Stanford CS231N Deep Learning for Computer Vision | Spring 2025 | Lecture 17- Robot Learning
- Introduction to robot learning as an interdisciplinary research area
- Contrast between supervised/self-supervised learning and robot learning
- Robot learning emphasizes sequential actions that influence environment evolution and reward accumulation
- Problem formulation for embodied agents: goals, states, actions, and rewards
- Instantiations of robot learning across domains (control, locomotion, games, language-conditioned agents, manipulation)
- Reward specification requires careful design and can be application specific
- Robot perception is embodied, active, and situated and requires multisensory integration
- Reinforcement learning enables learning via trial-and-error interactions but differs fundamentally from supervised learning
- Value-based RL and large-scale policy learning demonstrate emergent strategies in simulated domains
- Reinforcement learning succeeds in locomotion and faces challenges in manipulation in real world
- Model-based learning and planning use learned forward models for predictive control and trajectory optimization
- State representations for learned dynamics range from pixels to keypoints to particle-based models and dictate model accuracy and control capabilities
- Task-oriented learned dynamics enable complex manipulation such as tool selection and multi-stage actions (example: robotic dumpling making)

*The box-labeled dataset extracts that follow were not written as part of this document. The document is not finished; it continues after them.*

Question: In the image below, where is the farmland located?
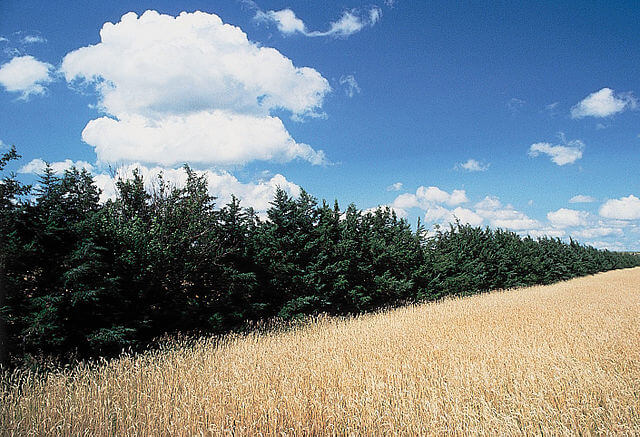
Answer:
[0,268,640,435]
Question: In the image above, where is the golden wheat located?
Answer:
[0,268,640,435]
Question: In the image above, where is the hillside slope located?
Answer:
[0,268,640,435]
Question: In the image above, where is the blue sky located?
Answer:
[0,0,640,250]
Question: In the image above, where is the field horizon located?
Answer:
[0,267,640,435]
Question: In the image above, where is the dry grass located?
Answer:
[0,268,640,435]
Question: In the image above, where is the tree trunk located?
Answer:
[0,254,9,368]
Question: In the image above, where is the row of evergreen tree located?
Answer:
[0,149,640,365]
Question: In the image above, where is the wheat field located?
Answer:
[0,268,640,436]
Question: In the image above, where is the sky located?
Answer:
[0,0,640,251]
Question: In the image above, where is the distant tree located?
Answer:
[0,147,30,367]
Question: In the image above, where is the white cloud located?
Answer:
[340,74,360,97]
[255,6,382,38]
[387,182,402,191]
[18,158,94,174]
[95,163,300,212]
[424,205,484,226]
[20,35,47,44]
[61,11,331,165]
[415,186,469,206]
[455,158,490,171]
[82,110,326,166]
[0,56,53,100]
[529,140,584,165]
[256,9,307,35]
[600,194,640,220]
[569,194,596,203]
[387,182,469,222]
[475,196,541,231]
[507,97,527,114]
[573,226,624,238]
[571,88,638,118]
[547,208,587,228]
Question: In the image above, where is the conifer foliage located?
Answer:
[0,153,640,365]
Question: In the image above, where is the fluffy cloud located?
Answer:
[424,205,484,226]
[82,110,325,166]
[256,6,382,38]
[256,9,307,35]
[455,158,489,171]
[387,182,402,191]
[573,226,624,238]
[61,11,331,165]
[600,194,640,220]
[475,196,541,231]
[529,140,584,165]
[95,163,300,212]
[20,35,47,44]
[569,194,596,203]
[547,208,587,228]
[340,74,360,97]
[18,158,94,174]
[0,56,53,100]
[571,88,638,118]
[387,182,469,221]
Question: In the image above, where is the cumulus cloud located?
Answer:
[573,226,624,238]
[507,97,527,114]
[20,35,47,44]
[61,11,331,165]
[256,9,307,35]
[387,182,402,191]
[255,6,382,38]
[455,158,489,171]
[600,194,640,220]
[569,194,596,203]
[571,88,638,118]
[424,205,484,226]
[0,55,53,100]
[340,74,360,97]
[18,158,94,174]
[82,110,326,166]
[475,196,541,231]
[387,182,469,217]
[547,208,587,228]
[529,140,584,165]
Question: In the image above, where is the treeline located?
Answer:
[0,146,640,365]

- Learned models from real data can outperform hand-tuned physics simulators for contact-rich deformable tasks
- Imitation learning uses demonstrations to train policies but requires mitigation of distributional shift and cascading errors
- Implicit policy parameterizations and generative models (energy-based and diffusion policies) improve demonstration modeling for multimodal behaviors
- Robotic foundation models aim to pretrain large action-conditioned policies on diverse datasets and then adapt via post-training
- Open challenges include evaluation, reproducible benchmarks, sim-to-real gaps, data assets, and efficient data collection
Introduction to robot learning as an interdisciplinary research area
Robot learning is an interdisciplinary field at the intersection of robotics, computer vision, and machine learning that targets expanding robots’ perception and physical interaction capabilities.
It frames research goals around enabling embodied agents to:
- perceive high-dimensional sensory inputs,
- act in the physical world, and
- improve behavior via learning.
Typical research activities include:
- developing perception systems for noisy, multimodal sensors,
- designing control policies that respect dynamics and constraints, and
- building decision-making frameworks for dynamic, uncertain environments.
The area connects academic investigations and industrial efforts aiming to build general-purpose robots capable of diverse manipulation and locomotion tasks.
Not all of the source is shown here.